“L ’eau est une ressource essentielle et un élément de culture pour l’homme et ses activités. En ce sens, c’est un patrimoine car c’est un élément constitutif de notre identité et de nos projets. Pour maintenir les qualités de ce patrimoine, pour répondre aux attentes de tous, urbains comme ruraux, entreprises comme agriculteurs, collectivités comme particuliers, l’eau doit être gérée. En d’autres termes, il ne peut y avoir de patrimoine vivant sans gestionnaire de ce patrimoine.

Reconnaître que l’eau est aussi un produit des hommes, c’est alors positiver la fonction des agriculteurs dans leur vocation de gestionnaires des ressources locales, car c’est les considérer comme coproducteurs de ce bien qui va devenir de plus en plus rare, notamment dans le bassin méditerranéen. Cela suppose certainement des ajustements et des corrections dans les rapports entre la gestion des sols et la gestion de l’eau, cela suppose probablement de réfléchir à la répartition territoriale des productions et donc des usages des sols. Cela ouvre également la question des encouragements financiers aux gestionnaires des sols car il me semble légitime de pouvoir rémunérer les services rendus. Bref, cela suppose de construire un projet partagé et nous touchons là probablement au problème de fond.
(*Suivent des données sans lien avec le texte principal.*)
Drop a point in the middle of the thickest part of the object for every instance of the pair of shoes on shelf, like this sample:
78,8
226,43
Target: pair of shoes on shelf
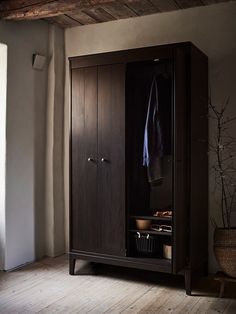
167,213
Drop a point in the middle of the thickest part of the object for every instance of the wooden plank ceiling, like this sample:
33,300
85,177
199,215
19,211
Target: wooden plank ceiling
69,13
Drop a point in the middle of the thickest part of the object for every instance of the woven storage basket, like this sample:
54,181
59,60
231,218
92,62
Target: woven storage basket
147,244
225,250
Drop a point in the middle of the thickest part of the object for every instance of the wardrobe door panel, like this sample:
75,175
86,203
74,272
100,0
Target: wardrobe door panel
84,215
181,153
111,157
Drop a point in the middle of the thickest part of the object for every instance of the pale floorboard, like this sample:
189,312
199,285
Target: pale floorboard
46,287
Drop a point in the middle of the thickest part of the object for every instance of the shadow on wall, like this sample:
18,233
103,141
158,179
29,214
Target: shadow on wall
3,91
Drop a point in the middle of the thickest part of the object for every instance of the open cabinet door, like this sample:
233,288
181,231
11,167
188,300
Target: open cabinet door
181,184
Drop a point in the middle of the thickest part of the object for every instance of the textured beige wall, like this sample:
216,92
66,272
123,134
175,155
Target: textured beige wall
54,171
25,149
211,28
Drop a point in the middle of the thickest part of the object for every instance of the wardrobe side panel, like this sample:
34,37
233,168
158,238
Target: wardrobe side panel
199,160
84,216
180,177
111,158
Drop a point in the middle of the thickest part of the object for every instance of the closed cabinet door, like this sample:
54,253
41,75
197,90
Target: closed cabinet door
98,160
111,156
84,216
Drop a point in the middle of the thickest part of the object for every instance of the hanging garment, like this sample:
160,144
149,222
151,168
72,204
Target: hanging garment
153,146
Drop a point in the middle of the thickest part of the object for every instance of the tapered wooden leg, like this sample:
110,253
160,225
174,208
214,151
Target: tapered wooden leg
188,281
72,265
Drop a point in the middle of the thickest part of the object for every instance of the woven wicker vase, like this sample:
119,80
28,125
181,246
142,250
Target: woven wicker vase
225,250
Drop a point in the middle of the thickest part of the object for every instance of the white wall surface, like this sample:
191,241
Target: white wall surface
211,28
25,169
3,94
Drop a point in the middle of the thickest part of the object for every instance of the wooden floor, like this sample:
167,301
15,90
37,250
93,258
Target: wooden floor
46,287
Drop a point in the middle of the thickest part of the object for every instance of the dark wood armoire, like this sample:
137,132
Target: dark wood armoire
110,188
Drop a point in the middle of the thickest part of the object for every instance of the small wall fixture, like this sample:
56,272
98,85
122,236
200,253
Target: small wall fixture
38,62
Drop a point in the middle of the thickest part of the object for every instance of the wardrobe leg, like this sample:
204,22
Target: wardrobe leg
72,265
188,281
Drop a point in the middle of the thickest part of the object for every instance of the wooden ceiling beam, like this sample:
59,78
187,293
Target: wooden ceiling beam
35,9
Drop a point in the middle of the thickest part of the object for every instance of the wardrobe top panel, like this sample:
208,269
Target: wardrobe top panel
131,55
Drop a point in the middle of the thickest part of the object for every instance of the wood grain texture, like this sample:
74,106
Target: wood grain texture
82,17
44,8
119,10
111,147
63,21
84,211
99,14
164,6
91,11
143,7
181,183
184,4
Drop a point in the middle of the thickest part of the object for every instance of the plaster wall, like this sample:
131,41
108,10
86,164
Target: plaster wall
25,146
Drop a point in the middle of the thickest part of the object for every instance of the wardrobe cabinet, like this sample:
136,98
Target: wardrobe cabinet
111,189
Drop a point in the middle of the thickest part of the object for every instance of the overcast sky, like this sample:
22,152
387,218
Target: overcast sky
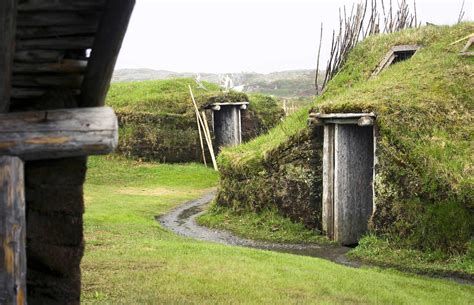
244,36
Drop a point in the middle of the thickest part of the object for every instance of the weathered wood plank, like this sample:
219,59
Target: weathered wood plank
72,81
58,133
353,189
61,43
328,180
39,56
60,5
7,49
12,231
24,93
107,44
65,66
54,31
49,18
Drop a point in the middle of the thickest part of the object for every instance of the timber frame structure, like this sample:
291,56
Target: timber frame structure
56,62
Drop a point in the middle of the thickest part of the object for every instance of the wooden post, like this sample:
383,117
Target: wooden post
12,232
200,140
7,49
207,136
107,44
208,133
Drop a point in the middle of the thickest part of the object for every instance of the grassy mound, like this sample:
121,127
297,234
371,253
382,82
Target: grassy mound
424,178
157,119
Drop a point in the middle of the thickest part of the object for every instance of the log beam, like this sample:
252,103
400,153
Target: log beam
7,49
107,44
58,133
12,232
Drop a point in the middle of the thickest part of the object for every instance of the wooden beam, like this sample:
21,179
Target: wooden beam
64,66
107,44
72,81
60,5
57,43
58,133
39,56
12,232
28,93
55,31
47,18
7,49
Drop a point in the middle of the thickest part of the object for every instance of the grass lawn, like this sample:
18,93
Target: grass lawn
130,259
268,225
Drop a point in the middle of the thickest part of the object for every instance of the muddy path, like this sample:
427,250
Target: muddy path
182,221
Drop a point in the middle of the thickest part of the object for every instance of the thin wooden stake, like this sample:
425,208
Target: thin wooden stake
208,139
208,132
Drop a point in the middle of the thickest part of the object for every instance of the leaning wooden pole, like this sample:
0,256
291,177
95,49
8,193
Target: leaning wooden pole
208,139
12,232
208,133
200,140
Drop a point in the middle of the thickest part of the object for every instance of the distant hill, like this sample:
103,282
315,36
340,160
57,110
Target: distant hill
292,83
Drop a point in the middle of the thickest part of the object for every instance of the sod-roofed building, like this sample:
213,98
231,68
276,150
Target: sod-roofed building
387,152
56,62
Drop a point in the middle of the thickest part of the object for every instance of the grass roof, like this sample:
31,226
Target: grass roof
424,109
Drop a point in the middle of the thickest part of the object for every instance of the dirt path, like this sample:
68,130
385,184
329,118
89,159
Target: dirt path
182,221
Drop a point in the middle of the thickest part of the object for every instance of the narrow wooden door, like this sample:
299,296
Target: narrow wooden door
348,181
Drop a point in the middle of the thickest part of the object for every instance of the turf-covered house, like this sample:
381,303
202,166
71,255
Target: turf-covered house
388,150
56,62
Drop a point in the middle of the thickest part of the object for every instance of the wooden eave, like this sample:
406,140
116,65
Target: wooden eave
52,43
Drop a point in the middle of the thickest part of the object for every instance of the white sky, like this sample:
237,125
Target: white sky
244,36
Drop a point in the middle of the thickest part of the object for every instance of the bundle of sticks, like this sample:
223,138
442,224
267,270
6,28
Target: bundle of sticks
203,130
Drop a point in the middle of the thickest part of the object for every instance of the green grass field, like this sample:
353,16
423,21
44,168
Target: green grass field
131,259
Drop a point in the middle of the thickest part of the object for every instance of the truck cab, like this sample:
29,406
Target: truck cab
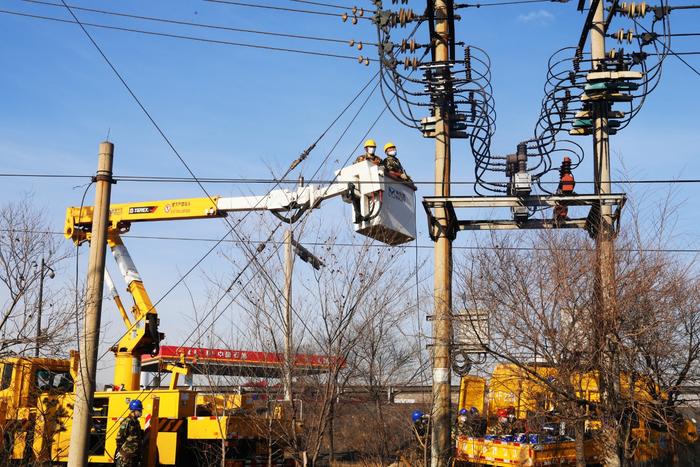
32,391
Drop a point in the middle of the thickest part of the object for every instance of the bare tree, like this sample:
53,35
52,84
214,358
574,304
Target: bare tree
352,312
544,320
26,240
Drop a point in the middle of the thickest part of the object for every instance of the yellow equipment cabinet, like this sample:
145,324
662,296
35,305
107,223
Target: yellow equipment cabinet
517,392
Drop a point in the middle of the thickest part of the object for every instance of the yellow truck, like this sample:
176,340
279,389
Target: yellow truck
501,430
36,402
37,394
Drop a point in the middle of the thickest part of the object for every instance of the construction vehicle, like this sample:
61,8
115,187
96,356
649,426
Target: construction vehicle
513,421
37,394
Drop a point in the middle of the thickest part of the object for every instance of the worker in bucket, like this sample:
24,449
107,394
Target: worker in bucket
130,438
392,164
369,154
La question n’est plus, en effet, aujourd’hui de faire reconnaître que telle ou telle ressource naturelle fait « patrimoine » et nécessite une prise en charge localisée. La question n’est plus de savoir s’il faut responsabiliser les différents acteurs dans cette prise en charge. La question n’est plus de savoir si l’agriculture doit être un allié dans cette gestion. La question aujourd’hui est de savoir comment il est possible de construire des projets partagés dans nos territoires avec l’ensemble des parties prenantes. Bref comment, il est possible de passer de ce désir de « patrimoine » à la « patrimonialisation ».
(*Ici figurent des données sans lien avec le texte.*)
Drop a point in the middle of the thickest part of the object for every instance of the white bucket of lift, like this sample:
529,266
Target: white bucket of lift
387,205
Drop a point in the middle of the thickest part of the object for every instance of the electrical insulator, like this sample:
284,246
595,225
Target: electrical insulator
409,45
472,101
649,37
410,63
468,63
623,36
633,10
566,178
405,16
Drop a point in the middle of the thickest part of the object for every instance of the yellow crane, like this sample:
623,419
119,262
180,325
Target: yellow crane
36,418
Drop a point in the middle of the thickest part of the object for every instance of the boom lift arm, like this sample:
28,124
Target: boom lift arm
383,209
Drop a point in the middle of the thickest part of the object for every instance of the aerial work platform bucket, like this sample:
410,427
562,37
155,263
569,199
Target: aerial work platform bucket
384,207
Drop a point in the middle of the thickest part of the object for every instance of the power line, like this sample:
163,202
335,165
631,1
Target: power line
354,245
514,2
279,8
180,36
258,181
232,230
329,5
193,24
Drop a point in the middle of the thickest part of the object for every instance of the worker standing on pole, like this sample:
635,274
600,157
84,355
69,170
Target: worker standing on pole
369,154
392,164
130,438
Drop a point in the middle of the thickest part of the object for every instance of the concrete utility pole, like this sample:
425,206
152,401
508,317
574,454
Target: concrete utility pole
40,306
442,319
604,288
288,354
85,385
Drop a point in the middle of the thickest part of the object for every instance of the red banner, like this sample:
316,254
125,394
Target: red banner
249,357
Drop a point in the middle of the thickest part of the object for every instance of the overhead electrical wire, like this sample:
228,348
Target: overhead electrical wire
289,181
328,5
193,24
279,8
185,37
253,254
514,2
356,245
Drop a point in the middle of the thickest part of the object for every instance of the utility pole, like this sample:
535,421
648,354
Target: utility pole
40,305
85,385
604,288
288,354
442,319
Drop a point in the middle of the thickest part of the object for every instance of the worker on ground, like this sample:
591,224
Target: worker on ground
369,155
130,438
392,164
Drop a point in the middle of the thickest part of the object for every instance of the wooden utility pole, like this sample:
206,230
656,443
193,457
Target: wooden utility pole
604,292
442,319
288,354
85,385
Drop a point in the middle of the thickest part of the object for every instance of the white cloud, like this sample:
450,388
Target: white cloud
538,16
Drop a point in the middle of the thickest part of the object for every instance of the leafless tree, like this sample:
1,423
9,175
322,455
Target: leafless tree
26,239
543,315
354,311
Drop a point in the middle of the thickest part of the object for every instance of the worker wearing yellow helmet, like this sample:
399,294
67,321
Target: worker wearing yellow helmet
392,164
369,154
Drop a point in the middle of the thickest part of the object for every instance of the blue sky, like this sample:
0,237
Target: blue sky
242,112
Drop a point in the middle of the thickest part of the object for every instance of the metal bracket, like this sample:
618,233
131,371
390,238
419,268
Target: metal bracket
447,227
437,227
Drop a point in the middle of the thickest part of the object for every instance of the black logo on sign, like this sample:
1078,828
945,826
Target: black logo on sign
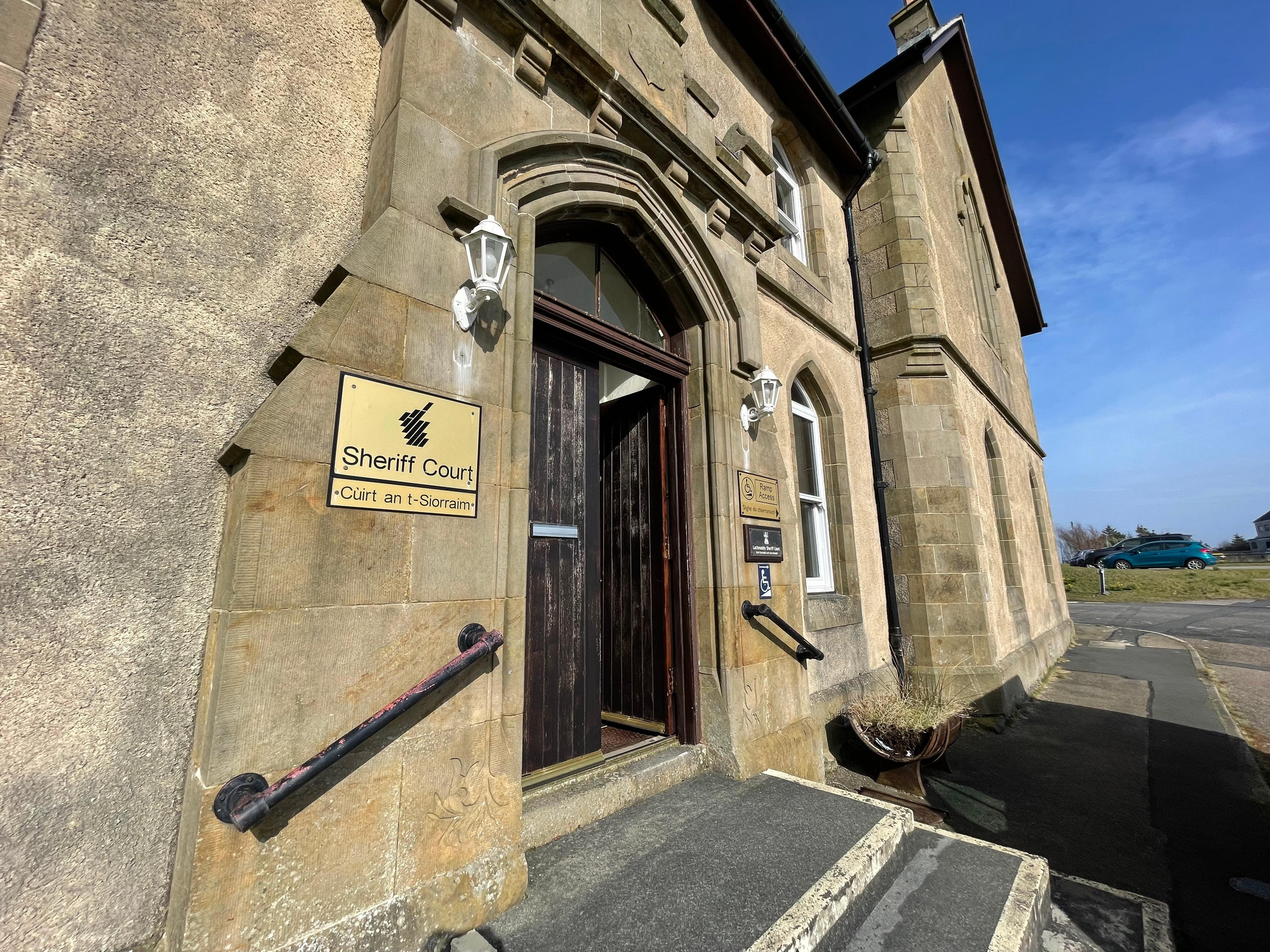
415,427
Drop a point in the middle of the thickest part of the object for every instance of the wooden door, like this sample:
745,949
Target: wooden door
634,550
562,664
L’enjeu aujourd’hui est de définir les processus nous permettant de nous rencontrer et d’agir ensemble pour effectivement prendre en charge des patrimoines alors devenus communs. Le monde agricole, confronté, peut-être plus que d’autres à ce type d’enjeu a tout intérêt à le positiver. D’une part, parce que s’il est parfois présenté comme un problème, il est en fait une solution. C’est parce qu’il y a et il y aura des agriculteurs dans nos territoires qu’un certain nombre d’équilibres pourront être maintenus – Nous pensons ici à l’eau bien sûr mais aussi à la biodiversité, à la maîtrise des incendies, aux paysages. D’autre part, c’est parce que le monde agricole, ouvert et constructif, se présentera dans des projets territoriaux, qu’il aura en retour la reconnaissance et des sources de financement pour les services qu’il assure à la collectivité.

L’eau est notre patrimoine à tous. Il convient aujourd’hui de le « patrimonialiser ».”